In most parts of the world, you’ll find way more women in PR than you would men. In the USA, the percentage is estimated to be as high as 73% more than men. In the UK, it’s 64%. A lot of things have been said about why this is the case with quite a few fingers pointing to Samantha Jones, the fun-loving “Sex and the City” character who glamorized PR in the popular TV show painting it to be fine dining, jet setting and exclusive access to the hottest spots about town.
The case is however staggeringly different in Nigeria.
The 2020 Nigeria PR Report by leading media and public relations company, BHM reveals that only 26 percent of practitioners in the country are women. This isn’t exactly surprising. The past 5 to 7 years may have brought us Bukky Karibi-Whyte, Bidemi Zakariyu, Elizabeth Osho, Ijeoma Balogun, Temi Ophyllia Ibekwe, and a couple of other ‘IT’ girls who are making the profession look cool but the truth is before now, there weren’t a lot of women in the industry who younger girls could model their careers after.
If you didn’t grow up in Lagos, chances are you never even knew there was something called PR, and like this writer, you’re probably still having difficulties explaining to your old folks what exactly it is you do for a living. For an industry whose job is to make companies and brands look good in the public’s eye, the PR industry pretty much sucks at doing the same for itself. As a Forbes article once put it, ‘the public relations industry does a terrible job of public relations.’
This terrible PR is the likeliest reason for the male dominance in the industry. Because how else do you explain the disparity between the number of female Mass Communication graduates and the number of female entrants into the PR industry? Mass Communications departments in Nigerian Universities are heavily dominated by female students but you’d much sooner find an undergraduate in the department tell you they’d want to go into a totally unrelated field after graduation than you would find one who wants to go into Public Relations.
There are other factors, of course. One of them being that PR is a spectacularly demanding profession. Forget Samantha Jones and all the pipe dreams that she sold us in SATC. There’s literally nothing glamorous about this career line. PR is hard work. It is late nights and early mornings. It is not having a life outside of work. It is having your nice date rudely interrupted because your client has a crisis you have to manage. It is cancelling on an important family dinner you’ve been planning for weeks. It is an endless barrage of emails and phone calls. It is practically living in your laptop. There is really nothing glamorous about this career.

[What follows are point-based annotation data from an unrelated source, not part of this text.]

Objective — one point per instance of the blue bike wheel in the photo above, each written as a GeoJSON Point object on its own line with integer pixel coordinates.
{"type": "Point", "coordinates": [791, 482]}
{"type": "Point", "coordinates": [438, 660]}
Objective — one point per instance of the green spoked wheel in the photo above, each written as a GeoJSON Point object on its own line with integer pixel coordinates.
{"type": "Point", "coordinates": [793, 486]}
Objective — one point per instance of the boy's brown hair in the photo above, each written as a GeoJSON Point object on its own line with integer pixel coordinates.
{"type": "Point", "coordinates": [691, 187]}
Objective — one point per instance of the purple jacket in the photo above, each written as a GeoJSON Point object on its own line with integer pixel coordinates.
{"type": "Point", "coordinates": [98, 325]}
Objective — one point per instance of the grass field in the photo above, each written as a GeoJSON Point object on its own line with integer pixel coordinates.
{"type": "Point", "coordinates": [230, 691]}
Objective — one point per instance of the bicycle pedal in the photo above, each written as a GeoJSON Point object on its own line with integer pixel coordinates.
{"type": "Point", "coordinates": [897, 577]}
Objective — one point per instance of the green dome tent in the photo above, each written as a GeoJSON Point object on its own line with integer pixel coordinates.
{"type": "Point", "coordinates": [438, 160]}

And this is not to say that women are not cut out for hard work. Far from it. We’ve seen a lot of women do phenomenal work in Comms in and out of Nigeria. But the truth is, we live in a society that forces women to choose. We cannot have a career, especially a demanding one like PR, and still have a thriving love life or family. And everything is set up to make us feel like we’ve failed if we choose the former over the latter. So what happens is that a great percentage of the very few women who get into PR eventually leave for something else that would give them time to focus on “more important” things. And you can’t blame them.